Nur auf dem Boden der mittelalterlichen Stadt konnten der moderne Kapitalismus und der moderne Staat gedeihen. Allein die okzidentale Stadtgemeinde, gegründet auf den freiwilligen Zusammenschluß einzelner Bürger im Gegensatz zur antiken und im Orient bis zum Anbruch der Moderne fortdauernden Abstammungsgemeinschaft, hat die rationale und das heißt zuallererst: friedliche, Regelung von "Erwerbschancen" ermöglicht. - Nebenbei vermag aus heutiger Sicht der Rückbezug der Fragestellungen Webers auf dessen politische Gegenwart, also auf die Ausdehnung der europäischen Herrschaft über die ganze Welt und deren unumkehrbare Umgestaltung nach eigenem Modell, einen politischen Kontext zu gewinnen, der in der Studie selbst naturgemäß ausgeblendet ist.

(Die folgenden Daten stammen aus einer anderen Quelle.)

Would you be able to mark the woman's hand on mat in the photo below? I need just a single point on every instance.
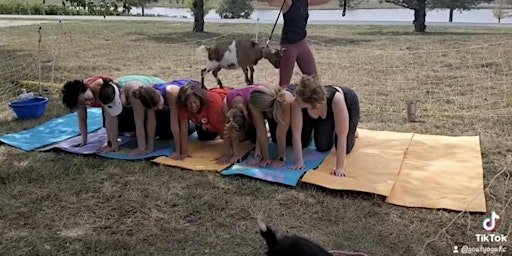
(254, 161)
(224, 159)
(176, 156)
(340, 172)
(79, 145)
(139, 152)
(276, 164)
(264, 163)
(108, 149)
(298, 166)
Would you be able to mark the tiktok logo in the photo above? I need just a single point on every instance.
(491, 223)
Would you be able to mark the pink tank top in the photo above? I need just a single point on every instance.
(89, 81)
(244, 92)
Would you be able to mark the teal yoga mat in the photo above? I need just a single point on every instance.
(53, 131)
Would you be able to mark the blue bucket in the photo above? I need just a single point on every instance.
(29, 108)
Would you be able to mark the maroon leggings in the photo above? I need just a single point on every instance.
(292, 53)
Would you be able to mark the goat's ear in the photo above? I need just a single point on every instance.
(253, 41)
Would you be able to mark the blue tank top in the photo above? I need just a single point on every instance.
(162, 87)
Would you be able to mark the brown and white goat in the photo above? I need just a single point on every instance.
(243, 54)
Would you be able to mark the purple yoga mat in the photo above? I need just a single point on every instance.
(95, 141)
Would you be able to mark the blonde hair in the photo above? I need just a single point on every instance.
(149, 97)
(270, 99)
(235, 122)
(311, 91)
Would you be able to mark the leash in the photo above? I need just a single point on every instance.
(344, 8)
(275, 23)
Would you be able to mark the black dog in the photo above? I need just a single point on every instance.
(289, 245)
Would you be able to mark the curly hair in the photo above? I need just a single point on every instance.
(107, 92)
(270, 99)
(311, 91)
(71, 91)
(235, 122)
(192, 88)
(148, 96)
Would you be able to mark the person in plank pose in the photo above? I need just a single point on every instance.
(77, 95)
(114, 95)
(332, 113)
(164, 96)
(273, 104)
(204, 108)
(239, 126)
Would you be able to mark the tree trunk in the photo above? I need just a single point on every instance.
(198, 16)
(420, 14)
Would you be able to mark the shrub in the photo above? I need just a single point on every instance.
(235, 9)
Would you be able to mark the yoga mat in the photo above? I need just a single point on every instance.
(372, 166)
(441, 172)
(283, 175)
(161, 148)
(202, 156)
(55, 130)
(95, 141)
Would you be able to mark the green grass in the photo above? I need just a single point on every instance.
(56, 203)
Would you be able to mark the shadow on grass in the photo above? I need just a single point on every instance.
(210, 37)
(411, 32)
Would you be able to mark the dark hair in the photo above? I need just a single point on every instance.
(189, 89)
(70, 92)
(311, 91)
(235, 122)
(106, 93)
(148, 96)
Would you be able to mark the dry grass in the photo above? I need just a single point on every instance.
(57, 203)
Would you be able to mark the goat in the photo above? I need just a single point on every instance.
(236, 54)
(296, 245)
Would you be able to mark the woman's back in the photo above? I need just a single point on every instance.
(295, 22)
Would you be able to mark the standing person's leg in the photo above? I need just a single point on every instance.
(305, 59)
(354, 115)
(287, 63)
(163, 124)
(324, 134)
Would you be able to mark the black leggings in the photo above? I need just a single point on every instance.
(305, 137)
(126, 123)
(324, 129)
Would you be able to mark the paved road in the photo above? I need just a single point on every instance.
(168, 19)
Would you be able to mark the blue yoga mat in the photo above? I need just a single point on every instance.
(55, 130)
(95, 140)
(161, 148)
(283, 175)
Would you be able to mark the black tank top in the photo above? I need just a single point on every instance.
(295, 22)
(331, 91)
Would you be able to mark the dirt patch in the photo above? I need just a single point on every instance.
(12, 23)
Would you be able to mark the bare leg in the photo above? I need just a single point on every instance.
(251, 69)
(215, 73)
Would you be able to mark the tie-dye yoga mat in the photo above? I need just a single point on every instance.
(283, 175)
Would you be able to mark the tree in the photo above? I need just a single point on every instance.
(420, 12)
(351, 4)
(500, 11)
(198, 13)
(235, 9)
(460, 5)
(138, 3)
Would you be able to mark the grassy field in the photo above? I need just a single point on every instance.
(257, 4)
(57, 203)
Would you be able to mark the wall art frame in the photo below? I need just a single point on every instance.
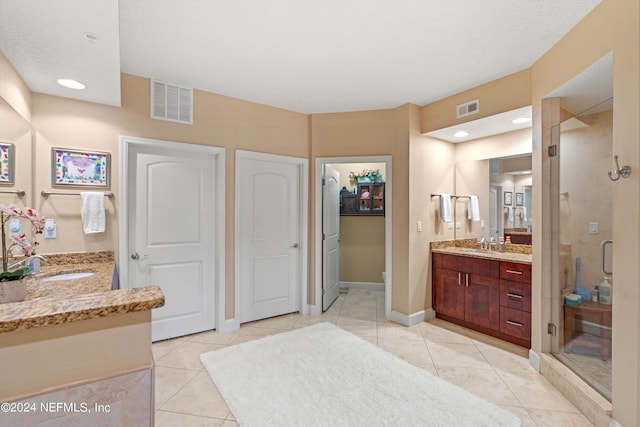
(7, 162)
(80, 167)
(508, 198)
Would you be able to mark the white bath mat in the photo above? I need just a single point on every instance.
(322, 375)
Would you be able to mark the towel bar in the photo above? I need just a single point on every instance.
(46, 194)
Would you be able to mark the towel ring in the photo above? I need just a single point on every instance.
(625, 172)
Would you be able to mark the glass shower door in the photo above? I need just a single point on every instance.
(582, 229)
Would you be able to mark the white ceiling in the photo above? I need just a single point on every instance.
(308, 56)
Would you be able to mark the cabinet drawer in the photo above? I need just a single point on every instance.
(516, 323)
(515, 271)
(479, 266)
(449, 262)
(515, 295)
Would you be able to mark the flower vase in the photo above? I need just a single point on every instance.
(13, 290)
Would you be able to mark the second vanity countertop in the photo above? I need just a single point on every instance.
(473, 251)
(65, 301)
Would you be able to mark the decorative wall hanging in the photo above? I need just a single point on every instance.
(7, 159)
(72, 167)
(508, 198)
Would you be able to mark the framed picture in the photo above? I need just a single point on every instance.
(73, 167)
(7, 160)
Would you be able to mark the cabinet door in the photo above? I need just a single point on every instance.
(482, 300)
(449, 292)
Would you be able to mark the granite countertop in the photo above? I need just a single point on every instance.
(65, 301)
(513, 253)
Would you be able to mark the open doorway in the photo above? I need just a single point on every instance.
(356, 271)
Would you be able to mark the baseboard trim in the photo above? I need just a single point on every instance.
(229, 325)
(363, 285)
(412, 319)
(534, 360)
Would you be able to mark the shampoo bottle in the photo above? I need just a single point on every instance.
(605, 291)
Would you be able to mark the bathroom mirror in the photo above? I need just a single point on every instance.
(504, 189)
(16, 132)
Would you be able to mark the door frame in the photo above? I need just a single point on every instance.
(303, 165)
(218, 154)
(316, 309)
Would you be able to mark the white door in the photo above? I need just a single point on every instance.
(171, 201)
(330, 236)
(268, 215)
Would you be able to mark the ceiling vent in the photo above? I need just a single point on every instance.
(468, 108)
(171, 102)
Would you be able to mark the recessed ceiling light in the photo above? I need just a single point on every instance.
(91, 37)
(71, 84)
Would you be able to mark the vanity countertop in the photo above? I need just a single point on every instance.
(472, 251)
(65, 301)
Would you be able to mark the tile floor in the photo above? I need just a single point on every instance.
(495, 370)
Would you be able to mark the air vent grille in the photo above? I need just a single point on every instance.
(468, 108)
(171, 102)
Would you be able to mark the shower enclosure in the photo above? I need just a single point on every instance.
(581, 195)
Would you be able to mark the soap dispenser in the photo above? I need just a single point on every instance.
(605, 291)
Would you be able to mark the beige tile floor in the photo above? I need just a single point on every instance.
(495, 370)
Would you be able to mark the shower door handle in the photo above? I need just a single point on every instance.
(603, 251)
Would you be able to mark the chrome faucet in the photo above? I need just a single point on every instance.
(22, 262)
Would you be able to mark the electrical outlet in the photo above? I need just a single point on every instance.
(49, 229)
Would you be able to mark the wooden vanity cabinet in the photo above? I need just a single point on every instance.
(515, 300)
(490, 296)
(467, 289)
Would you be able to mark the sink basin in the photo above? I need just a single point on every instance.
(67, 276)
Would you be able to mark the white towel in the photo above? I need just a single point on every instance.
(445, 208)
(474, 208)
(92, 212)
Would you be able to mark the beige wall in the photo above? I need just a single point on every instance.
(219, 121)
(421, 166)
(431, 172)
(372, 133)
(362, 245)
(498, 96)
(65, 123)
(362, 239)
(614, 25)
(13, 89)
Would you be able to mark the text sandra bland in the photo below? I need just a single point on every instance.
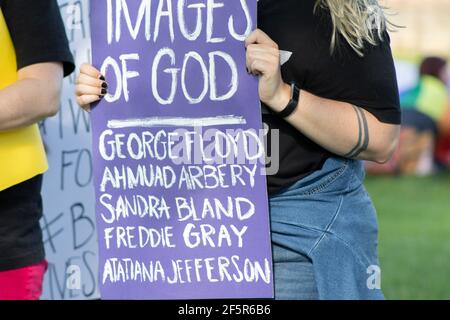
(153, 16)
(212, 270)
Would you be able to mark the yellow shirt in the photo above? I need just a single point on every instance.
(22, 154)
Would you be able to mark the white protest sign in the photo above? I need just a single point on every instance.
(68, 196)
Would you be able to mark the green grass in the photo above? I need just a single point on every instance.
(414, 223)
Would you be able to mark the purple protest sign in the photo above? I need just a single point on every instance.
(182, 208)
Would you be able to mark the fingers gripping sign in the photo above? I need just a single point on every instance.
(263, 60)
(90, 86)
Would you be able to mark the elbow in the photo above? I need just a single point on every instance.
(385, 151)
(52, 103)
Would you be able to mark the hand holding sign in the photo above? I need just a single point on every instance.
(263, 58)
(90, 86)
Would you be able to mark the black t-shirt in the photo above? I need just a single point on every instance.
(368, 82)
(38, 35)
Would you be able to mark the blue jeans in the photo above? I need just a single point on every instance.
(324, 236)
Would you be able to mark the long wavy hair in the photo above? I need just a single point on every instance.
(357, 21)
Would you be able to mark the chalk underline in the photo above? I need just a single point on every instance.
(176, 122)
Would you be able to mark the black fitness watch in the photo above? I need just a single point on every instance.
(293, 103)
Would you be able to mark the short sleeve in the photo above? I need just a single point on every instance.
(370, 82)
(37, 32)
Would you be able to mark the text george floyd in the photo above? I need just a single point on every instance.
(191, 22)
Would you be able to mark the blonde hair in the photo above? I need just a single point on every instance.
(357, 21)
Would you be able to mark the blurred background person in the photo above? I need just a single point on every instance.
(34, 57)
(426, 118)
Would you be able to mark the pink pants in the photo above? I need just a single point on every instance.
(24, 283)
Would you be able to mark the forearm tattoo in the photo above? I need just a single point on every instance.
(363, 135)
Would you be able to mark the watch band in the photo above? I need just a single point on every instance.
(293, 103)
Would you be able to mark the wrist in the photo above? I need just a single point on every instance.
(281, 99)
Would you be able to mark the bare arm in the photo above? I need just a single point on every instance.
(339, 127)
(33, 97)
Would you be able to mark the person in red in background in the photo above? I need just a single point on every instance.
(426, 118)
(425, 135)
(34, 57)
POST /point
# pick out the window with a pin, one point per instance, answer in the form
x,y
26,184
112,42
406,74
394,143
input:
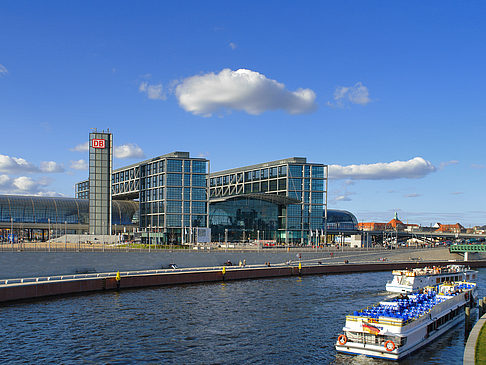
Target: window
x,y
174,193
295,184
174,206
295,194
198,194
199,167
198,207
318,171
174,179
187,166
174,165
273,185
187,180
199,180
317,185
173,220
307,184
295,171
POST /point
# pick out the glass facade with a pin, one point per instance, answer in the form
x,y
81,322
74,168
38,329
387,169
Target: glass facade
x,y
171,191
40,211
100,167
243,219
293,178
173,197
341,220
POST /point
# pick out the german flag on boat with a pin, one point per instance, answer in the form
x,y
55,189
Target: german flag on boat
x,y
370,328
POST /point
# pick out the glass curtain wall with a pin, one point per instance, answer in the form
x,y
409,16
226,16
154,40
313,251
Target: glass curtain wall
x,y
243,220
173,199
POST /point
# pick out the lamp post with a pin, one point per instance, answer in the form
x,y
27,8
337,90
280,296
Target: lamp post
x,y
49,233
11,231
65,235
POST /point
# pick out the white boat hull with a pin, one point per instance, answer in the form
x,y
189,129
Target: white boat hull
x,y
355,348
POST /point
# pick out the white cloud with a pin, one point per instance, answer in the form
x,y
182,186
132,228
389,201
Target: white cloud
x,y
21,185
51,166
83,147
342,198
153,92
129,150
242,89
15,165
412,195
412,169
79,165
3,70
357,94
448,163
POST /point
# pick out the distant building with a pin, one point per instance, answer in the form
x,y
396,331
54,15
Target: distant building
x,y
395,224
450,228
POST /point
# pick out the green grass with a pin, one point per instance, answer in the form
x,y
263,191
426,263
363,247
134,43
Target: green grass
x,y
481,346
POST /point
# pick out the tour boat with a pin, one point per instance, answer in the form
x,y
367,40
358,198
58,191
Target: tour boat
x,y
407,281
397,327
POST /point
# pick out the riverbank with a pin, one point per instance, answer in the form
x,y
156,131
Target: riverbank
x,y
35,264
35,288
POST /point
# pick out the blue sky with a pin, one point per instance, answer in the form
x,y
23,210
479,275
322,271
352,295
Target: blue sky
x,y
390,94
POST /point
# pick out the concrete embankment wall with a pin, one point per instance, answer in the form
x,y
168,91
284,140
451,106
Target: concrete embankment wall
x,y
45,289
34,264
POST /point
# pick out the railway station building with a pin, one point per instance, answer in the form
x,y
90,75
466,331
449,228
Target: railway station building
x,y
174,198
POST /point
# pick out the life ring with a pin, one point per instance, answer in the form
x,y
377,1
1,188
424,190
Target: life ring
x,y
390,345
342,339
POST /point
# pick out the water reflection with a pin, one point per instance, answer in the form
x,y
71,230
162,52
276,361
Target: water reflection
x,y
284,320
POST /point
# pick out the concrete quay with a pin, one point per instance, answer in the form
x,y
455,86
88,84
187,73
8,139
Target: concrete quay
x,y
35,288
473,342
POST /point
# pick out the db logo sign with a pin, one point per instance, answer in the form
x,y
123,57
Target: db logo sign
x,y
98,143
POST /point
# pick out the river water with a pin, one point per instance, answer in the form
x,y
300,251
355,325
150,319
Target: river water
x,y
269,321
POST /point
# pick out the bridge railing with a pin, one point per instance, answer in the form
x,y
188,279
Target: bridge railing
x,y
468,248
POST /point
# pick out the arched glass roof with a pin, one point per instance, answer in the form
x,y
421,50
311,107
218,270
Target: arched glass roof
x,y
36,209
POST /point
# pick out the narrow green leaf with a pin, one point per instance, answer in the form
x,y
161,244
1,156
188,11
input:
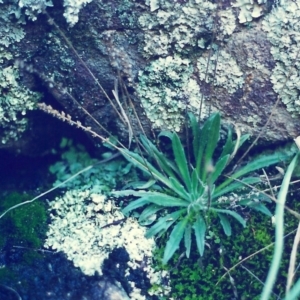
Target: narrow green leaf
x,y
229,145
213,135
196,134
279,231
259,163
256,205
178,188
200,229
148,212
225,224
188,239
145,166
164,164
163,223
231,213
224,189
181,161
165,200
195,183
219,168
174,239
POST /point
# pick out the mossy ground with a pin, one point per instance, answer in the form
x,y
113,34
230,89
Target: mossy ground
x,y
24,226
197,278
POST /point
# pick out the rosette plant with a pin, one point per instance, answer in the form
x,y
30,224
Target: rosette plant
x,y
185,188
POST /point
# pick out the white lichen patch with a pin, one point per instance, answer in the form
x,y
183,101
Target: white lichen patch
x,y
283,30
223,71
88,226
173,26
15,101
166,89
249,9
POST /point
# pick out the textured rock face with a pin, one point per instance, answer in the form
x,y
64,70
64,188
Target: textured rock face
x,y
172,55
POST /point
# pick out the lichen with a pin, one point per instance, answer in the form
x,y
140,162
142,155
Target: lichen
x,y
283,31
249,9
223,71
174,26
87,227
15,100
166,89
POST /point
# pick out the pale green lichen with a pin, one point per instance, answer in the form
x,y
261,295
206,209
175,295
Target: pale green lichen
x,y
249,9
283,31
223,71
173,30
15,100
175,26
167,90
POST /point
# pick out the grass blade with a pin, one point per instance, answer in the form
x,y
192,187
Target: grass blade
x,y
174,239
279,231
200,229
181,161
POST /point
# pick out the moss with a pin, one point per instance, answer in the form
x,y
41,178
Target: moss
x,y
24,226
196,278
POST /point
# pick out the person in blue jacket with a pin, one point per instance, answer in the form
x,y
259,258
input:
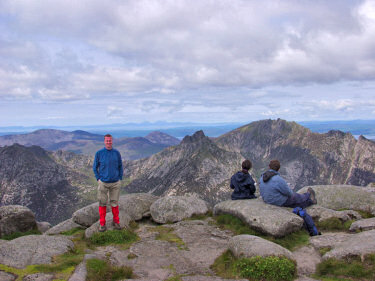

Weber sah in seiner eigenen Zeit den gefährdeten Höhepunkt einer zivilisatorischen Entwicklung, die in Gefahr stand, in das - sprichwörtlich gewordene - "stählerne Gehäuse der Hörigkeit" zu geraten. Weit davon entfernt, historische "Gesetze" zu behaupten, war Weber bemüht, "Chancen" des Handelns zu erkennen. In der Stadt fand die abendländische Rationalisierung der Lebensführung ihren historischen Ort. Städte hat es überall und seit den Anfängen der Geschichte gegeben. Nur im Abendland aber bildeten sie jenen eigentümlichen Raum bürgerlicher Freiheit aus, gekennzeichnet durch die Zurückdrängung feudaler oder jedenfalls nichtbürgerlicher Obrigkeit, wie sie überall sonst, ob in der Antike oder aber in Indien oder China, anzutreffen ist.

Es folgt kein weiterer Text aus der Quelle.